The Democrats, for the most part, believe that social media companies should do more to remove dangerous content, including misinformation and posts promoting violence and harassment. Through the legislation, the Democrats believe they can get social media platforms to clean up their content.
“A few years ago, the debate focused almost entirely on content moderation,” said Rep. Tom Malinowski (DN.J.), sponsor of legislation Amending Section 230 of the Communications Decency Act, which protects websites from liability for user-posted content, said in an interview. “Should content be deleted? Is that censorship? Where do you draw the line? ‘ And of course there are still people who worry about it, especially on the Republican side. But when we look at regulation, we focus more and more on the underlying design of social networks, on how extremism and misinformation spreads. “
Republicans, meanwhile, claim conservative voices and viewpoints are being censored on social media. If the Democrats do not agree with this view, cooperation will not be possible.
“Republicans are fighting for free speech while Democrats continue to push for more censorship and control,” Rep. Cathy McMorris Rodgers (R-Wash.), Senior member of the House of Representatives’ energy and trade committee, said in an email. “Bipartisan will not be possible until Democrats agree that we need less censorship, no more. Our hope is that Democrats will choose to defend this fundamental principle and give up their censorship requests. Only then can we come together to hold Big Tech accountable. “
Despite the apparent disagreement over the issues at stake, several lawmakers welcomed the bipartisan desire to reach agreement on regulations, particularly after two subcommittee hearings in the House Energy and Trade Committee. A hearing before the Communications and Technology Subcommittee discussed removing the protection of social media companies from liability for user-posted content, while the Consumer and Commerce Subcommittee discussed other reforms that it would help build a “safer internet”.

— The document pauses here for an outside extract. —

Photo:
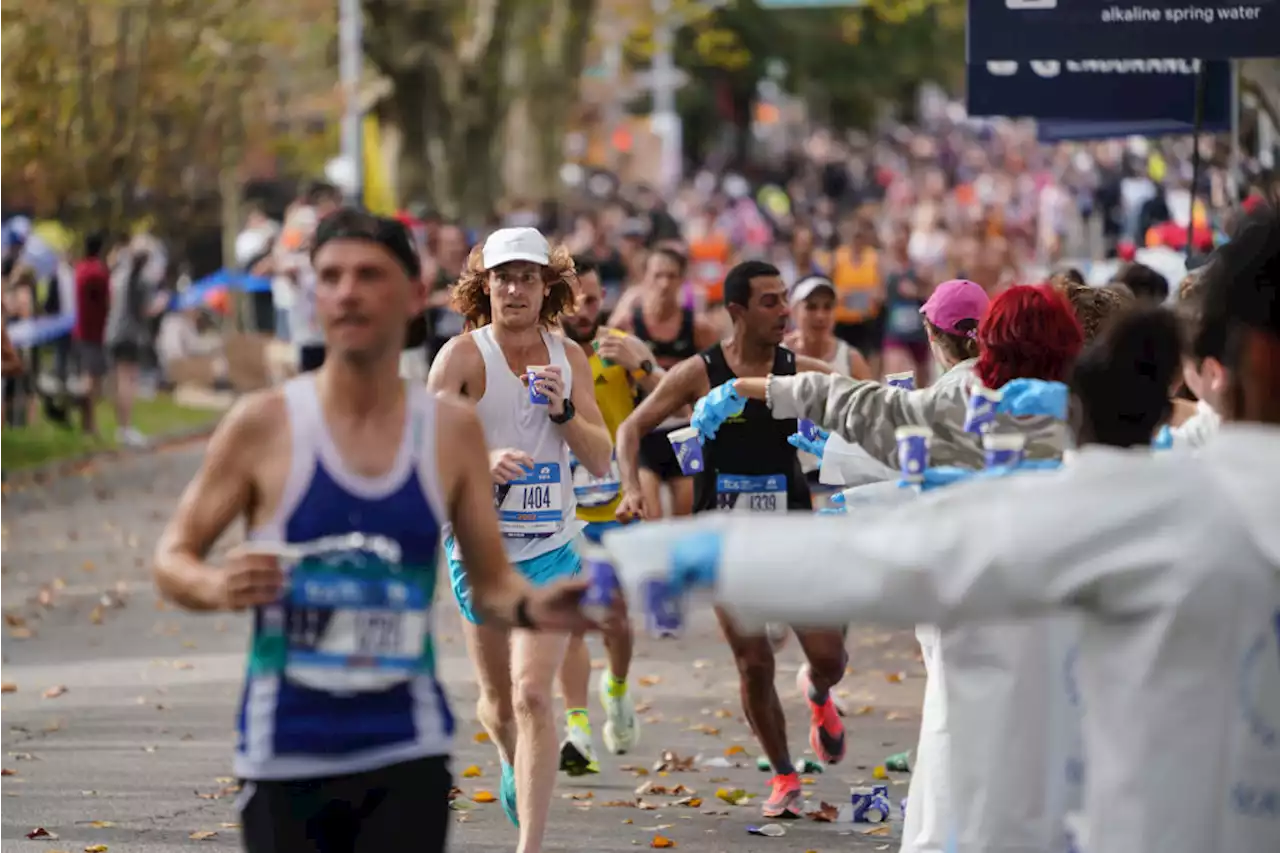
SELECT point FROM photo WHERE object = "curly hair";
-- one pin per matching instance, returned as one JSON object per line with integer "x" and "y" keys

“There is some overlap; Both parties want these platforms to take some responsibility for their own actions, “Communications and Technology Subcommittee Chair Mike Doyle (D-Pa.) Said in an email.
And lawmakers agreed that the testimony of former Facebook Inc. employee Frances Haugen and the revelations in the Facebook files and papers required urgent action.
“Ms. Haugen whistled for a reason: Our neighbors are in danger and we can hardly wait to take meaningful measures,” said MEP Kathy Castor (D-Fla.) In an email.
MEP Anna Eshoo, D-Calif. Added in an email that Haugen’s “revelations and testimonies make it clear we must act.” Both Castor and Eshoo have co-funded several laws to further regulate social media.
Meta Platforms Inc. spokespersons did not respond to requests for comment.
Section 230 Changes could be a way forward
The House of Representatives is debating various reforms of Section 230, including the lifting of the liability shield on social media companies and a proposal by Malinowski and Eshoo that would narrowly amend it to hold platforms accountable for their algorithms that promote content targeted to Conduct offline violence. No Republican is currently sponsoring or endorsing active legislation.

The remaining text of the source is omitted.